FINMA has issued a confidential letter, which was reported by Swiss Info, a local news media outlet, that stated that financial institutions should think very well before they actually started to invest in cryptocurrencies.
The authority advises banks and financial dealers to consider these assets to be super risky and that you might lose most of your money while using them (but you may also get a lot of money, on the other hand, as the volatility is very high).
FINMA guides the banks not to set aside more than 4% of their capital to invest in cryptos and it has affirmed that any banks in the country will need to inform the institution if they actually spend more of this amount of money in it. However, the letter does not release official rules of how Swiss banks should deal with cryptos.

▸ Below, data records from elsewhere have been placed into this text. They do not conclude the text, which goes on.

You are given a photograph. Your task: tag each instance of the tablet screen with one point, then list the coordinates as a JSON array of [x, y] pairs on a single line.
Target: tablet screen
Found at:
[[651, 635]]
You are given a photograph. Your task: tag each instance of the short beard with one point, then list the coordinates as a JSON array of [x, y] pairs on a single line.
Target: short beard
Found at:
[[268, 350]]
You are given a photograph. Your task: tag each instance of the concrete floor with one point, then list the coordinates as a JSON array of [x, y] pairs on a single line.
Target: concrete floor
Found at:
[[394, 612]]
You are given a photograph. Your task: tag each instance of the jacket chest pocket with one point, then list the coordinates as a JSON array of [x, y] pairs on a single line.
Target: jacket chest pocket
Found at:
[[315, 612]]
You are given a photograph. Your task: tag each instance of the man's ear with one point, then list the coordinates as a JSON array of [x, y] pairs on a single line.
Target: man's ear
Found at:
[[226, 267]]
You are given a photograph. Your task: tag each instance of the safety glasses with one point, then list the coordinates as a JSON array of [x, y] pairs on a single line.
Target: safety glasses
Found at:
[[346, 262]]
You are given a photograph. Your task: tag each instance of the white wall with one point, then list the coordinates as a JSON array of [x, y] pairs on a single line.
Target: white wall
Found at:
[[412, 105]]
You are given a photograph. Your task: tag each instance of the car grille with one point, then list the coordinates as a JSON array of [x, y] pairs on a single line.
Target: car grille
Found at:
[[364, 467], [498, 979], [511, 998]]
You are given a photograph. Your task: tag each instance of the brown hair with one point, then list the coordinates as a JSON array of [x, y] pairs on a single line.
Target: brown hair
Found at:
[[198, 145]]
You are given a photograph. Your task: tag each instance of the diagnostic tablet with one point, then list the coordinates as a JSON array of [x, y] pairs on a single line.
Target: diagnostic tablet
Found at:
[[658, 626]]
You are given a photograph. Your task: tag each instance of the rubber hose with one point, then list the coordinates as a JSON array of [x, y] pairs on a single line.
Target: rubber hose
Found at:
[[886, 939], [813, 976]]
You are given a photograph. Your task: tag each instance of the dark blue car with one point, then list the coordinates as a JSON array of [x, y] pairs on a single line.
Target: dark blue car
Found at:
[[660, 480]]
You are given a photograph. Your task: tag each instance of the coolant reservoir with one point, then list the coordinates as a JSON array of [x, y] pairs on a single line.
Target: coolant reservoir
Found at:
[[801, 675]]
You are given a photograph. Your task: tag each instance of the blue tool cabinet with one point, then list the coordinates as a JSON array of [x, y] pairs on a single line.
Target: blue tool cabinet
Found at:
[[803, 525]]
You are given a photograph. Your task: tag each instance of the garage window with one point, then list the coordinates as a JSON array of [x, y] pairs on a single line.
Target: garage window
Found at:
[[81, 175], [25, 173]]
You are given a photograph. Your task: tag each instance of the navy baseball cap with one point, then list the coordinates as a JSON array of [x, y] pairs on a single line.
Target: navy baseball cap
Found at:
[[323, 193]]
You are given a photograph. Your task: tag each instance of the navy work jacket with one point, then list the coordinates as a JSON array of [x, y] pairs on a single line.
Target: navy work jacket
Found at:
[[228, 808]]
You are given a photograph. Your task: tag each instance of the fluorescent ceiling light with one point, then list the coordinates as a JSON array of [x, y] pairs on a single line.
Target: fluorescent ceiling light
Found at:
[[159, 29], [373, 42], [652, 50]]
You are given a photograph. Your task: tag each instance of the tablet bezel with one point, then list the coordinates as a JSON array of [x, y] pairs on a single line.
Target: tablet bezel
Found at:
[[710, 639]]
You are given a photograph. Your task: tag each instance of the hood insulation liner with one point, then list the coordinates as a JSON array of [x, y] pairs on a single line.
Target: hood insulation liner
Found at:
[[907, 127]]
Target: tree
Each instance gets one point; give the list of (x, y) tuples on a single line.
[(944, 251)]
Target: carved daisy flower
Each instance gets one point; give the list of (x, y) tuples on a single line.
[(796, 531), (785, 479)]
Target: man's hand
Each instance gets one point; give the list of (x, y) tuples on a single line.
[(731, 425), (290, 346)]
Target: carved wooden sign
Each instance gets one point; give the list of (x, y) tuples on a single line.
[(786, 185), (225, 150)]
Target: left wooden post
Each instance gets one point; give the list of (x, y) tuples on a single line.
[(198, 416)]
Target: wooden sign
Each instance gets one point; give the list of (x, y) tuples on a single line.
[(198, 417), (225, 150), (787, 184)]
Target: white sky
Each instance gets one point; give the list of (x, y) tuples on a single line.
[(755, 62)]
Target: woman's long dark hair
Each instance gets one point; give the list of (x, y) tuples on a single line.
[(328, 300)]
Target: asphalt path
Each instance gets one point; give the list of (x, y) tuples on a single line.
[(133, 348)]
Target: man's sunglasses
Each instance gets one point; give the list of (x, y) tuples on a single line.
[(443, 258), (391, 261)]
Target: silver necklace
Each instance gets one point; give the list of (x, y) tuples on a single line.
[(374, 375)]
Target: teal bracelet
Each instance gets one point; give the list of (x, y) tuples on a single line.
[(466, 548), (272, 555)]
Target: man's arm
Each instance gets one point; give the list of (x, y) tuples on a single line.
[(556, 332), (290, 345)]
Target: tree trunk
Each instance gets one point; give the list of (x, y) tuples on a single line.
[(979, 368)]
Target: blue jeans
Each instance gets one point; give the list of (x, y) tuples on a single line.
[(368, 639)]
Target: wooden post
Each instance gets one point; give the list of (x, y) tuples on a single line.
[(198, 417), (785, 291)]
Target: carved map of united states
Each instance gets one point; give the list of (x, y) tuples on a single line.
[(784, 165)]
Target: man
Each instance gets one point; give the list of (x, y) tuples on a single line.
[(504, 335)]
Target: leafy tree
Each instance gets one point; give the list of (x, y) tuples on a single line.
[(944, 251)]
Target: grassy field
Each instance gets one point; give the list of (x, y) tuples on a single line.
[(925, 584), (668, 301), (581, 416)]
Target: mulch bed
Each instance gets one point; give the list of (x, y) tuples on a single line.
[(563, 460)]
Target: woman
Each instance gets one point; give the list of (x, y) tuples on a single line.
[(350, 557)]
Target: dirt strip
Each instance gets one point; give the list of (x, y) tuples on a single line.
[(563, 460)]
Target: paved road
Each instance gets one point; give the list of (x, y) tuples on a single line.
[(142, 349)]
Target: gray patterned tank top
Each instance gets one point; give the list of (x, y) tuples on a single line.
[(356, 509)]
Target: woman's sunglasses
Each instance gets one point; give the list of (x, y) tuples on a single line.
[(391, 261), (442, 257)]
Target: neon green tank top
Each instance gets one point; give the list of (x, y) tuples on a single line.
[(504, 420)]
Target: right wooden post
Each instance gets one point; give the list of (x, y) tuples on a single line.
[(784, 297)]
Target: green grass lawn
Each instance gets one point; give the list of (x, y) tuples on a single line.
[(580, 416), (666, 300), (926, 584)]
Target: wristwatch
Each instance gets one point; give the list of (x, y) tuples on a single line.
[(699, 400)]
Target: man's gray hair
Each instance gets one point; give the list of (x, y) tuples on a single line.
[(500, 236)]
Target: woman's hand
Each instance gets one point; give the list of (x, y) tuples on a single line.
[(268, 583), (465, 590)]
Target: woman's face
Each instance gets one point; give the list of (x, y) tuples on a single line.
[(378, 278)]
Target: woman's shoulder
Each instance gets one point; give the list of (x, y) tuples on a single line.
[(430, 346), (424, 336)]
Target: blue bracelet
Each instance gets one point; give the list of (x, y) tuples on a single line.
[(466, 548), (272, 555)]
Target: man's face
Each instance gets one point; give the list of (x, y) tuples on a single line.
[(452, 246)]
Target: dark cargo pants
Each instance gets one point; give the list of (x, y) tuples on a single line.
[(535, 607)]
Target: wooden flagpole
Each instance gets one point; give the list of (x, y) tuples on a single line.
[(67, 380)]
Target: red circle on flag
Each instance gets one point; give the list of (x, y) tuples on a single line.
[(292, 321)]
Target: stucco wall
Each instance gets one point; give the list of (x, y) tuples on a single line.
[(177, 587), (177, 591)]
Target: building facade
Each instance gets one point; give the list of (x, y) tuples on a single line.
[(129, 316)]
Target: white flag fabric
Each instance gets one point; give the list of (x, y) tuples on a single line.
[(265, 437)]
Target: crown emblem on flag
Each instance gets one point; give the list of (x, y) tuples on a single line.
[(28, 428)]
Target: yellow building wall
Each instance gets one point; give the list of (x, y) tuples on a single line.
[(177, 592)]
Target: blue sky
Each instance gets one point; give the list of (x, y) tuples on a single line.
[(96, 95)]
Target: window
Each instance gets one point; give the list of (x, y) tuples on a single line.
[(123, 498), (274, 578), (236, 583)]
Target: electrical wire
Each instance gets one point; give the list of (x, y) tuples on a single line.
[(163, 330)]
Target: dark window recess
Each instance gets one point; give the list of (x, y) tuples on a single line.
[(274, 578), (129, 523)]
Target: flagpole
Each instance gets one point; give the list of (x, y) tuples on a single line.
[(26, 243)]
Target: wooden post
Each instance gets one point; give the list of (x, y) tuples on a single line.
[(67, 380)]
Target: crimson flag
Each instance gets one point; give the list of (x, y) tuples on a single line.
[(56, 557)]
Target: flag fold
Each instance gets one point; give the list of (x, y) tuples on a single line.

The main recommendation of the FINMA is that the companies should not let the impact of the crypto assets that they acquire become too high. They should invest only some “spare money” in it made sure that cryptos are a limited aspect of their business model if they want to be protected from the volatility and the dangers of the market as well.
Part of the reason why the authority has decided to make this official announcement was that many banks from the country, as well as security dealers, had already asked it about crypto assets and the company had to take some position on the issue.
Swiss has a very solid banking sector so it is considered normal for the authority to take a proactive role in order to regulate the market to ensure that it is running well.
Back in February, the Swiss authority has affirmed that Initial Coin Offerings (ICOs) in the country would be determined on a case by case basis as they would take a stance that would be similar the U. S. Securities and Exchange Commission (SEC) in reviewing these assets and to decide whether they would be utility tokens or securities.